De Zuidas is in de Structuurvisie aangemerkt als metropolitaan kerngebied. Een zeer gedifferentieerd gebied waar sprake is van een optimale menging van wonen en werken met daarin internationale toplocaties voor kantoren, een winkelgebied van internationale allure en ook woningen.
Sociaal Structuurplan 2004-2015 "Wat Amsterdam beweegt"
Het Sociaal Structuurplan 2004-2015 "Wat Amsterdam beweegt" (2005) is het inhoudelijk kader voor de sociale pijler, met als hoofdlijn 'dynamiek' als drijvende kracht en katalysator voor de stad Amsterdam, met drie hoofddoelstellingen:
1. investeren in grootstedelijke dynamiek, zodat Amsterdam een creatieve kennis- en dienstenstad wordt, die in de concurrentiestrijd tussen (inter)nationale vestigingsmilieus een sterke en onderscheidende positie inneemt;
2. investeren in menselijk kapitaal, zodat zoveel mogelijk Amsterdammers zich persoonlijk kunnen ontwikkelen en zelfstandig, volwaardig en actief, en zo nodig met gerichte ondersteuning en participeren in de samenleving via werk en scholing, via sport en bewegen, vrijetijdsactiviteiten en cultuur, en via zorg, welzijn en dienstverlening;
3. investeren in een leefbare omgeving, zodat, juist in een moderne en multiculturele omgeving als de Amsterdamse, algemene noties over het samenleven gedeeld, onderhouden en, waar nodig, beschermd worden.

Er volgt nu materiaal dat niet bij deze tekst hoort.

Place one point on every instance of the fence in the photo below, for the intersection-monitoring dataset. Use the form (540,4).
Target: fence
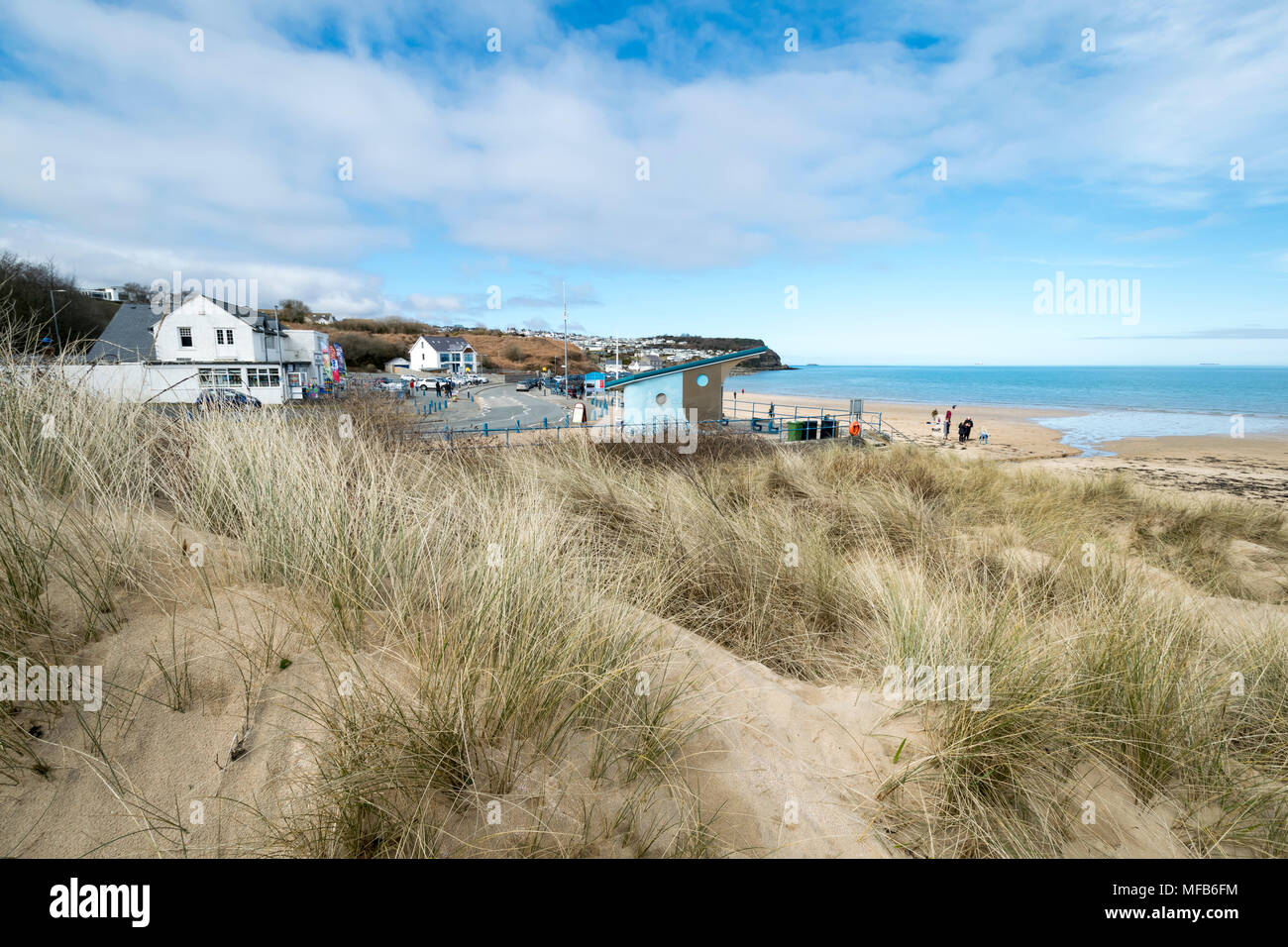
(600,428)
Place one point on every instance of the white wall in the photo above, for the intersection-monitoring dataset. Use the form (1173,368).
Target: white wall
(204,317)
(159,382)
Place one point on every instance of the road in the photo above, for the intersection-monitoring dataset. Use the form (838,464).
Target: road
(500,406)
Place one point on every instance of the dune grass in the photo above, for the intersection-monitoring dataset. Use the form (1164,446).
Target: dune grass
(477,613)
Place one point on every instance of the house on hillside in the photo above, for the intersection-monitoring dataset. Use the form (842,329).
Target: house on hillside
(681,392)
(450,354)
(202,343)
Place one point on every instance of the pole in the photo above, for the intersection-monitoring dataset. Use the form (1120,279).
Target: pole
(281,368)
(54,309)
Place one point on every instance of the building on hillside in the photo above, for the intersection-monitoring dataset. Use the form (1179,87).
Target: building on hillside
(450,354)
(679,392)
(110,292)
(202,343)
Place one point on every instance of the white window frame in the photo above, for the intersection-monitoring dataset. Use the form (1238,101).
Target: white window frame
(263,377)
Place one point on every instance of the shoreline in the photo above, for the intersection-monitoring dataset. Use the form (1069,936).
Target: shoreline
(1253,467)
(1012,433)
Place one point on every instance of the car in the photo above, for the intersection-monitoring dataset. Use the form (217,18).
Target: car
(226,397)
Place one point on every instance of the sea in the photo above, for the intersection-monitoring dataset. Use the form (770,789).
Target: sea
(1103,402)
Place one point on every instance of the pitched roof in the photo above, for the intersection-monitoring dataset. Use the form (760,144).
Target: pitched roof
(446,343)
(128,337)
(686,367)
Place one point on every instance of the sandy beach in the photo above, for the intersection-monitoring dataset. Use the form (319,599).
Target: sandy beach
(1254,467)
(1012,433)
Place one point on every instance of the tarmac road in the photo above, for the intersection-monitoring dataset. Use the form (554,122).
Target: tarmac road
(500,406)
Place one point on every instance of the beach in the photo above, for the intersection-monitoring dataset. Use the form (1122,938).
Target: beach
(1252,467)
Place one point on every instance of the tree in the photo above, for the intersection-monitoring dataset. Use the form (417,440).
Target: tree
(136,292)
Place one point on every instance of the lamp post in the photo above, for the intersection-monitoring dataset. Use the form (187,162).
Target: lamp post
(567,386)
(56,335)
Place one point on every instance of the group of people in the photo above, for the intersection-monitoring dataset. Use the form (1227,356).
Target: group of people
(964,428)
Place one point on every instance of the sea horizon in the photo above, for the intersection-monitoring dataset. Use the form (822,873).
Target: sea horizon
(1103,403)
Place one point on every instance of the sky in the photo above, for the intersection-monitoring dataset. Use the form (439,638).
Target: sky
(853,183)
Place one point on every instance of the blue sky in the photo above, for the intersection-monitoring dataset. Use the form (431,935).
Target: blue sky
(768,169)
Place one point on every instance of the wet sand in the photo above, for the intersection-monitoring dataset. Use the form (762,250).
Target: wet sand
(1253,468)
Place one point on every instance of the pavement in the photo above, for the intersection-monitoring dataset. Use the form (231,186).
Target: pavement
(500,406)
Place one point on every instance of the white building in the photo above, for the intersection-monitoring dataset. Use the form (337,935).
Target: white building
(108,292)
(204,343)
(447,354)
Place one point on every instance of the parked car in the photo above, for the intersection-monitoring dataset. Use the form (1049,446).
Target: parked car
(226,397)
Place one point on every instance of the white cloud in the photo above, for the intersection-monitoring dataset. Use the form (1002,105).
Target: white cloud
(231,154)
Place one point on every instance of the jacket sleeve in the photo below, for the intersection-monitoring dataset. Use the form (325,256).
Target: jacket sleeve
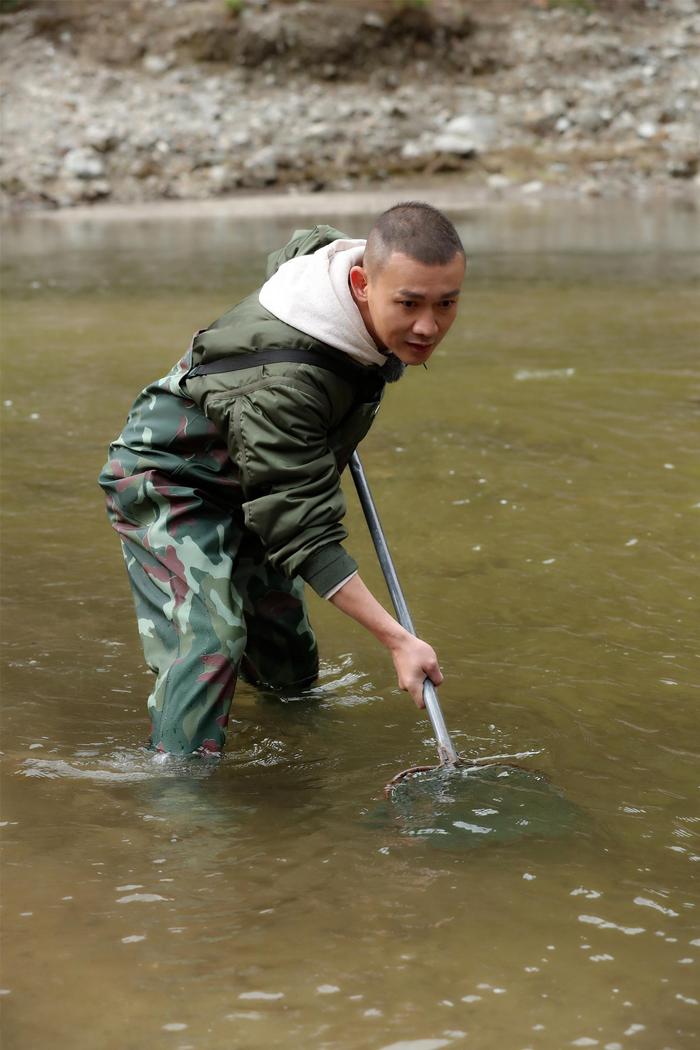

Zuidasbreed wordt uitgebreid voorzien in bovenstaande uitgangspunten. Het plangebied maakt daarvan onderdeel uit.
Visie Zuidas 2009
In de Visie Zuidas 2009 is aangegeven dat Zuidas zich ontwikkelt tot een internationale toplocatie voor wonen en werken in Amsterdam. De uitstekende bereikbaarheid, de kwalitatief hoogwaardige omgeving en de aantrekkingskracht van Amsterdam vormen de grondslagen voor haar succesvolle ontwikkeling Een ontwikkeling waarmee Amsterdam en Nederland de internationale concurrentie aan kunnen. De ambitie bestaat uit het bereiken van een duurzaam en succesvol stedelijk topmilieu, van internationale allure, met Amsterdamse kwaliteiten. Dit betekent voor Zuidas onder meer:
Een compacte stad in hoge dichtheid maakt optimaal gebruik van de bijzondere kenmerken van een specifieke plek. Bij Zuidas hoort een efficiënt gebruik van de schaarse ruimte, met een programmamix die tot wisselend maar permanent gebruik over de dag en avond leidt en over een grote diversiteit beschikt. Zuidas is veilig en trekt een breed scala aan publiek en bewoners, met een breed aanbod van voorzieningen. De openbare ruimte is hoogwaardig, met een goed microklimaat en een gezonde leefomgeving. In de omgeving is er een directe aansluiting op de aangrenzende landschappen, maar Zuidas heeft ook een eigen ecologische kwaliteit.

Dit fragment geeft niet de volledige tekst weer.